Al Qaeda has also gained additional favor with conservative Yemeni tribal leaders by sending fighters to assist them in their battles against the forces of the Houthis and Saleh loyalists. In some of these battles, Saudi aircraft have provided close-air support for tribal and al Qaeda fighters. Moreover, the Saudis have not conducted any airstrikes against al Qaeda troop concentrations or the weapons stockpiles and heavy weapons systems the group has captured. And while the United States has conducted a few airstrikes against al Qaeda in the Arabian Peninsula using unmanned aerial vehicles in Mukalla, the capital of Hadramawt province, these strikes have had no impact al Qaeda's control of the area. Delegations from the Sons of the Hadramawt have traveled to Riyadh to confer with the Saudis. The Saudis accordingly seem to see al Qaeda in the Arabian Peninsula as part of the mainstream anti-Houthi resistance.
Outside of Syria and Yemen, al Qaeda also received a boost in mid-May when high-profile Sahel-based jihadist Mokhtar Belmokhtar denied that his faction of al-Mourabitoun had joined the Islamic State. In late May, the Tehrik-i-Taliban Pakistan issued a 60-page statement rejecting the Islamic State's caliphate and listing errors in al-Baghdadi's claim to be caliph. The statement also reaffirmed the Pakistani Taliban's relationship with al Qaeda's Ayman al-Zawahiri and the Afghan Taliban's Mullah Mohammad Omar. The move by the Pakistani Taliban is important, because it counters the pledge made by a small group of Pakistani Taliban leaders to al-Baghdadi in January and signals that the powerful Pakistani Taliban will not be defecting to the Islamic State en masse.
As George noted in his net assessment, the Islamic State is confined in a cauldron and is trapped between hostile forces. Despite its apocalyptic ideology, the leadership of the Islamic State core group is very worried about its survival, and it is pressing hard to publicize its gains while glossing over its losses. However, despite its propaganda hype, the group has suffered substantial losses of men, resources and territory over the past year. The fight to destroy them will take some time, but it will continue.

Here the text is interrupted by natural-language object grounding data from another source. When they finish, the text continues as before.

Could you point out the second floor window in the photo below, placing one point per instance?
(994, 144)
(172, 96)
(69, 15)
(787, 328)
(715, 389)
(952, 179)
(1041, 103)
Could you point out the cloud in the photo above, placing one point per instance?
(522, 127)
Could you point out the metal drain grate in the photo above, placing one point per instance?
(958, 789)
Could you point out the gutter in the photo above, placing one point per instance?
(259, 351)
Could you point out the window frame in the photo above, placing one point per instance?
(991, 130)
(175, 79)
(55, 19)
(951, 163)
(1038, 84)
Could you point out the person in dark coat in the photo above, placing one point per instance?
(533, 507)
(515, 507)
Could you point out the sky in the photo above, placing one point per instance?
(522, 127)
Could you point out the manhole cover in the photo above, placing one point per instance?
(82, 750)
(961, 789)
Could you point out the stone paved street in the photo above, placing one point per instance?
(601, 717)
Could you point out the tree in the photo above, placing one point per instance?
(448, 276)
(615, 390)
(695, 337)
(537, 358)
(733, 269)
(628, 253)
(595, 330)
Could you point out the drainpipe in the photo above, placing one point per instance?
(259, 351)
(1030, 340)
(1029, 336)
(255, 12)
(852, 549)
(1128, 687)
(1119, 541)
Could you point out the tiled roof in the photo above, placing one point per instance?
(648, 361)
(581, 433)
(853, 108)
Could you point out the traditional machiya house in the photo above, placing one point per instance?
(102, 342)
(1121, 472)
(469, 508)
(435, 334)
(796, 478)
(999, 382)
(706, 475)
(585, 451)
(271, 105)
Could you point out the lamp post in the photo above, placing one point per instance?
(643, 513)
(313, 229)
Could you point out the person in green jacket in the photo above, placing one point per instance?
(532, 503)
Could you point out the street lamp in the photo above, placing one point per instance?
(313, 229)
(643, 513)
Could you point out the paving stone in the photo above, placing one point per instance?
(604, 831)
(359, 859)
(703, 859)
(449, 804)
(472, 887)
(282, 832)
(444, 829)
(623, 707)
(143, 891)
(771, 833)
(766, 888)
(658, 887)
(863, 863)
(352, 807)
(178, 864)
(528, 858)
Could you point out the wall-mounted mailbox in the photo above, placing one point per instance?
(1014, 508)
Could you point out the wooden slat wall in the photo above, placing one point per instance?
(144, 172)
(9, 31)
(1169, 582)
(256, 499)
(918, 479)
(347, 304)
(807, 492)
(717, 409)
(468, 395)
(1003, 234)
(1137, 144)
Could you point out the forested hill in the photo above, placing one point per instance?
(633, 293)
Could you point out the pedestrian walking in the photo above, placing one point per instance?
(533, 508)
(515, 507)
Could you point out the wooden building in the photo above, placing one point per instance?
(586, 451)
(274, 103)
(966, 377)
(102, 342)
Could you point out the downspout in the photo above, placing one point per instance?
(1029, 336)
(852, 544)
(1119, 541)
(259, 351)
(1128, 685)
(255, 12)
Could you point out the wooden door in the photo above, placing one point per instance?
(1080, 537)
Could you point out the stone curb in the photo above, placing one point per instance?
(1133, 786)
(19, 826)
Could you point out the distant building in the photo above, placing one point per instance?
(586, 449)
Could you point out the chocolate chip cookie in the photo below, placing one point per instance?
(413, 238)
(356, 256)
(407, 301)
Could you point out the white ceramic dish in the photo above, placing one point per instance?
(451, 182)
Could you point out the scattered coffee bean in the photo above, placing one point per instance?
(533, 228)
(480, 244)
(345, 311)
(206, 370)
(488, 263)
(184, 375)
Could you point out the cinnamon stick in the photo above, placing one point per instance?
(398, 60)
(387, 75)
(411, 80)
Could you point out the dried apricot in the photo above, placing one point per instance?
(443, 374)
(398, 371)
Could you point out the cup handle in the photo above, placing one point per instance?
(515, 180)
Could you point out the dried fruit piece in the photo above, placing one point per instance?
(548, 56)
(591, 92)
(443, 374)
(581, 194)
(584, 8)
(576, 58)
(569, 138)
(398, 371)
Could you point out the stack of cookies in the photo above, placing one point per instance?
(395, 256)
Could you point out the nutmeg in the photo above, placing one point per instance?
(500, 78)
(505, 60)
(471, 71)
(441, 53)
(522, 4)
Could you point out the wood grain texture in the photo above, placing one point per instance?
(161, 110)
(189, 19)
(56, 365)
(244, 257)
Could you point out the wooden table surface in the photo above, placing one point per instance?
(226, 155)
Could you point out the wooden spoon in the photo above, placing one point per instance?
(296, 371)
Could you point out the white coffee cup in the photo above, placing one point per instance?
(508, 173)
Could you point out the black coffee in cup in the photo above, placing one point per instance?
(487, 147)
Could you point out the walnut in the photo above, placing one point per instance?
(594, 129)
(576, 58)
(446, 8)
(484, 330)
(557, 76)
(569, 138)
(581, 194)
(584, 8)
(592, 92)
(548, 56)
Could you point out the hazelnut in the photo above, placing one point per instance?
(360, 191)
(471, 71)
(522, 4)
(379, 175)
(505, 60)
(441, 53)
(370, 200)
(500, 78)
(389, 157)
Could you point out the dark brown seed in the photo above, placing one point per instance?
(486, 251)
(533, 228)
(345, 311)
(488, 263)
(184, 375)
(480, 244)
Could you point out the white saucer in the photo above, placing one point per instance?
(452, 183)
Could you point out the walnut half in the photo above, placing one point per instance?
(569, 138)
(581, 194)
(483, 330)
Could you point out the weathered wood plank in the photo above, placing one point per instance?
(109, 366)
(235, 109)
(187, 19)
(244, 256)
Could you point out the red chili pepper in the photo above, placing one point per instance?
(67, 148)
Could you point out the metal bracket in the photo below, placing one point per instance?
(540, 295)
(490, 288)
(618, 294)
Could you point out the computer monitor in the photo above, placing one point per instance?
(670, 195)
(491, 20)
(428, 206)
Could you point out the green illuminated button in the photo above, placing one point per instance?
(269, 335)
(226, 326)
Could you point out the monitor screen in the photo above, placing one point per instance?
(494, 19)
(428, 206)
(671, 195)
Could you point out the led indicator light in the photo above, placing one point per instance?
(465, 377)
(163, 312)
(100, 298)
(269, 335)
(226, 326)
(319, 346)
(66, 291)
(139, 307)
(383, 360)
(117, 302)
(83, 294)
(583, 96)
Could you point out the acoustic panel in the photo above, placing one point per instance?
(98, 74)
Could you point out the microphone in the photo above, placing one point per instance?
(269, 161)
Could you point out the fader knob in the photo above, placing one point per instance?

In the meantime, the al Qaeda leadership must be relieved that it is no longer the sole focus of the international anti-jihadist campaign. The support it will receive as part of the opposition in Syria and Yemen will help ensure that al Qaeda does not totally fade away. In fact, given these circumstances, it is entirely possible that al Qaeda could outlast the Islamic State and remain the dominant strain of global jihadism.